Пока мы устанавливали ель на подставку в гостиной, я усиленно пытался не замечать, в каком плачевном состоянии находится дом. Такое ощущение, будто последние месяцы бедняга задыхался от пыли и выцветал. Я знал, как и чем живет эта семья, и понимал: дедушка вышел из строя, и Лили нет ни до чего дела. А именно они – настоящие хранители этого места.

Когда Оскар гордо расправил еловые ветви, я полез в рюкзак за гвоздем программы – предметами, которые, надеюсь, не будут отвергнуты.

– Что ты делаешь? – спросил Лэнгстон, видя, как я развешиваю на Оскаре украшения.

– Это крошечные индюшки? – воскликнул Бумер. – Ты украшаешь елку так же, как в Плимуте?

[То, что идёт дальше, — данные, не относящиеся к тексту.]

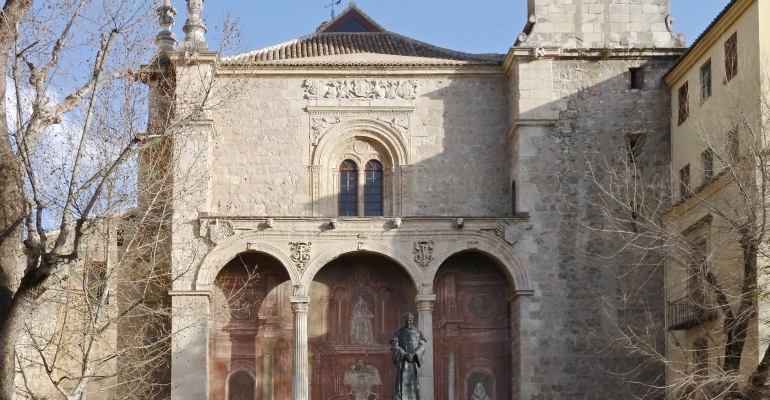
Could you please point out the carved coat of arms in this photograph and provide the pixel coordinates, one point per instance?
(361, 378)
(423, 252)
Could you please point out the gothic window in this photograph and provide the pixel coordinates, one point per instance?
(348, 189)
(241, 386)
(373, 189)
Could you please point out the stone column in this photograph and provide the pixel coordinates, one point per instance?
(268, 352)
(425, 325)
(189, 345)
(300, 379)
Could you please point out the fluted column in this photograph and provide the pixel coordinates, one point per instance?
(300, 379)
(194, 28)
(425, 304)
(268, 352)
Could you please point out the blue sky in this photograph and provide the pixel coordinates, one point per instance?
(477, 26)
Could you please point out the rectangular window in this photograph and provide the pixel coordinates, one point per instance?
(707, 158)
(684, 103)
(684, 181)
(705, 81)
(731, 57)
(733, 146)
(96, 280)
(637, 78)
(632, 148)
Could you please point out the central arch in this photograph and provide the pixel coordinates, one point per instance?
(356, 303)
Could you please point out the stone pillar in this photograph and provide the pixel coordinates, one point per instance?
(189, 345)
(300, 379)
(425, 325)
(268, 352)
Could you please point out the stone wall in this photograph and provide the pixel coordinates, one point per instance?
(579, 290)
(456, 129)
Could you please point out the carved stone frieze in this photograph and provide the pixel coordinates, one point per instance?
(423, 252)
(361, 89)
(300, 254)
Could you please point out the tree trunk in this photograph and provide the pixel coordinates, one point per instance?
(11, 208)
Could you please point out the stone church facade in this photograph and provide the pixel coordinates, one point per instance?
(358, 174)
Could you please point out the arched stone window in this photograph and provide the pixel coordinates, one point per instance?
(373, 189)
(240, 386)
(348, 199)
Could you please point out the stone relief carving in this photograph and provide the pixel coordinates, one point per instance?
(361, 378)
(480, 305)
(361, 323)
(220, 230)
(423, 252)
(360, 88)
(300, 254)
(242, 307)
(479, 392)
(320, 126)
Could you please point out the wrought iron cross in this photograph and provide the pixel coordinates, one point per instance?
(332, 4)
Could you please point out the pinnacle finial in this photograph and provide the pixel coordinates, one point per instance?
(165, 39)
(194, 28)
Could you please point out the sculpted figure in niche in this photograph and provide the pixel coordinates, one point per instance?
(407, 352)
(360, 379)
(361, 323)
(479, 393)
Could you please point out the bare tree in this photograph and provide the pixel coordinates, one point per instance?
(86, 181)
(707, 225)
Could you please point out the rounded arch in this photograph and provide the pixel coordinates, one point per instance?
(333, 253)
(222, 254)
(517, 274)
(380, 132)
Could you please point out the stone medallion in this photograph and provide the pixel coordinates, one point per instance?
(480, 305)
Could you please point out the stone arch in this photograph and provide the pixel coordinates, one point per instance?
(387, 137)
(240, 366)
(224, 252)
(517, 273)
(333, 253)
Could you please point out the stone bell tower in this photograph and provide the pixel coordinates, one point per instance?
(600, 24)
(585, 80)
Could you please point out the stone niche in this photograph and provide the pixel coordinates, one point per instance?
(251, 330)
(357, 302)
(471, 329)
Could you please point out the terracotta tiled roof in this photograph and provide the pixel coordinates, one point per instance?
(328, 44)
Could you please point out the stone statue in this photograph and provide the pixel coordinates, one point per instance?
(361, 323)
(361, 378)
(479, 393)
(407, 352)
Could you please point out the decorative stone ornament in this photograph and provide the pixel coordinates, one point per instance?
(300, 254)
(194, 28)
(220, 230)
(165, 39)
(423, 252)
(361, 89)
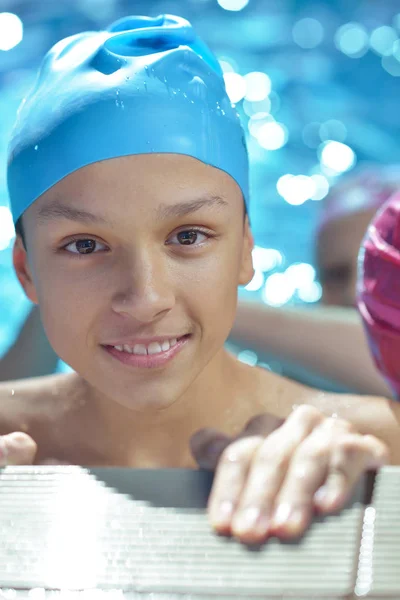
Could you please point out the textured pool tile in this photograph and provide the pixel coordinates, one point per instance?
(145, 533)
(379, 563)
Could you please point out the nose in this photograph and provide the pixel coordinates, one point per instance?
(145, 290)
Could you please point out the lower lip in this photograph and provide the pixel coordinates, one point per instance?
(148, 361)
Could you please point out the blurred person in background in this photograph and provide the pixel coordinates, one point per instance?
(336, 347)
(379, 291)
(328, 340)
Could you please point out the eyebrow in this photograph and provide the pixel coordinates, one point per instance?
(58, 210)
(184, 208)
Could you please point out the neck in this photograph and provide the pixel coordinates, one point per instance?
(158, 438)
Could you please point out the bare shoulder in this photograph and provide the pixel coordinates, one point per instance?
(26, 403)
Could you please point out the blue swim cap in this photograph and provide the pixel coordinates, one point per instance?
(145, 85)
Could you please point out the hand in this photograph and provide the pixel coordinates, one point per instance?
(270, 483)
(17, 448)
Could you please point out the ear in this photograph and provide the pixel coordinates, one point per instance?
(246, 269)
(22, 269)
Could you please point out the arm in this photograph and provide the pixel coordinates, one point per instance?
(328, 341)
(31, 355)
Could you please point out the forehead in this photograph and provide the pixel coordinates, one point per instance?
(153, 177)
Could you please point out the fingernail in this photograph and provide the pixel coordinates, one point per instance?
(246, 520)
(3, 452)
(222, 515)
(327, 498)
(291, 520)
(282, 514)
(296, 522)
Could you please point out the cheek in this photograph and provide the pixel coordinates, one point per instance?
(211, 285)
(69, 300)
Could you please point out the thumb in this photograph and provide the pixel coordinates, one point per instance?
(17, 448)
(207, 446)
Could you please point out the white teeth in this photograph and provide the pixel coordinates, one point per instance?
(154, 348)
(139, 349)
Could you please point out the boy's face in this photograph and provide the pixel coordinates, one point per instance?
(145, 251)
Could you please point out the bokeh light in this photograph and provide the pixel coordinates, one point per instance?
(278, 289)
(333, 130)
(248, 357)
(391, 64)
(310, 292)
(266, 259)
(300, 273)
(256, 283)
(352, 39)
(321, 187)
(308, 33)
(296, 189)
(337, 156)
(258, 86)
(382, 40)
(11, 31)
(235, 86)
(233, 4)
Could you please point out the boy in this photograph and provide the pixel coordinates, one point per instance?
(128, 184)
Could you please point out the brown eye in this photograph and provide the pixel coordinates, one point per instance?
(84, 246)
(187, 238)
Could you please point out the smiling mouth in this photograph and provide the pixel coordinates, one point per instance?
(151, 355)
(152, 348)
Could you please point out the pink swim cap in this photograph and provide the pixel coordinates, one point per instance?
(365, 188)
(379, 290)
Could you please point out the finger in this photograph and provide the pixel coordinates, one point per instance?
(307, 472)
(353, 456)
(268, 468)
(17, 448)
(229, 480)
(207, 446)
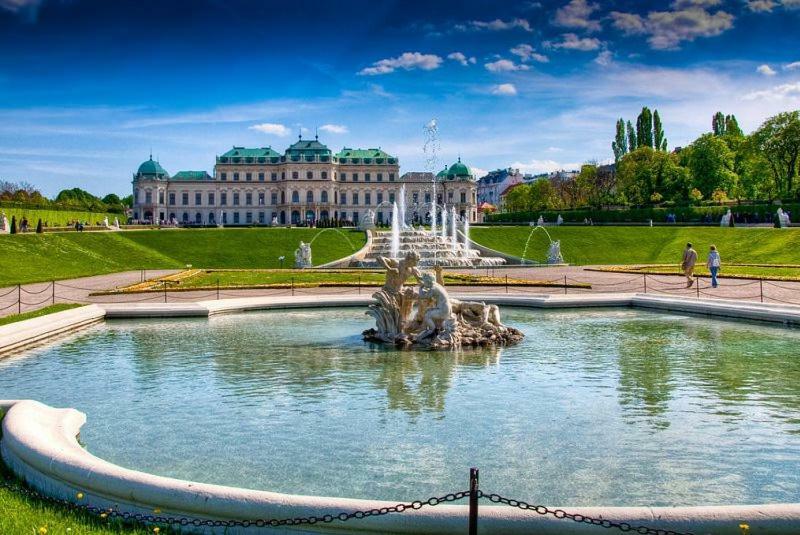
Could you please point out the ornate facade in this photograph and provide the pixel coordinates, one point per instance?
(307, 183)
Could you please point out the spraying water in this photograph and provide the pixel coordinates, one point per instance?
(431, 150)
(395, 243)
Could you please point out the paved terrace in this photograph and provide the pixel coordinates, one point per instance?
(38, 295)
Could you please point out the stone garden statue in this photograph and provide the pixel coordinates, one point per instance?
(302, 256)
(427, 316)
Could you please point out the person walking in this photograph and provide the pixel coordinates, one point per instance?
(689, 260)
(713, 263)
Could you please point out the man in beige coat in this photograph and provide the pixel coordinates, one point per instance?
(689, 260)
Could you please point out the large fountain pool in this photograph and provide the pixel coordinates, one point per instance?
(594, 407)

– Это куропатки, – объяснил я, показав деревяшку, вырезанную в форме птицы с большой дыркой по центру. – А точнее, куропаточные кольца для салфеток. В магазине, название которого я ни за что не произнесу вслух, украшений с куропатками не было. – Магазин называется «Рождественские воспоминания». Пришлось мысленно переименовать его в «Рождественские возлияния». – Если у нас двенадцать дней до Рождества, то пусть это и будут двенадцать дней до Рождества. Лили украсит остальную часть дерева сама. Но это будет куропаточное дерево. А наверху у нас будет… груша!

Я вытащил указанный фрукт из рюкзака, ожидая восхищения. Однако Лэнгстона перекосило.

– Нельзя водружать грушу на верхушку елки, – заявил он. – Она глупо смотрится. И сгниет через пару дней.

– Но это груша! На куропаточном дереве! – возразил я.

– Я понял, – заверил Лэнгстон.

Бумер заржал. Он явно ничего не понял.

– У тебя есть идея получше? – вызывающе спросил я.

Лэнгстон на миг задумался, затем ответил:

– Да. – Прошел к стене и снял с нее маленькую фотографию. – Вот.

Он показал мне снимок. Хотя фотографии было не меньше полтинника, я сразу же узнал дедушку Лили.

– Рядом с ним ваша бабушка?

– Ага. Любовь его жизни. Они были идеальной парочкой.

Парочка на куропаточном дереве. Изумительно.

Повесить снимок на дерево удалось далеко не с первой попытки. Мы с Лэнгстоном примеряли его на разные ветви, а Бумер уговаривал Оскара стоять смирно и не мешать нам. В конце концов мы примостили «парочку» почти у самой макушки ели, а снизу на нее поглядывали птицы.

Пять минут спустя входная дверь распахнулась, вернулись Лили с дедушкой. Хотя дедушку Лили до падения с лестницы я знал всего ничего, меня поразило то, каким маленьким и худым он стал. Его словно не лечили в больницах и реабилитационных центрах, а бесконечно стирали, из-за чего он постепенно усаживался и истончался.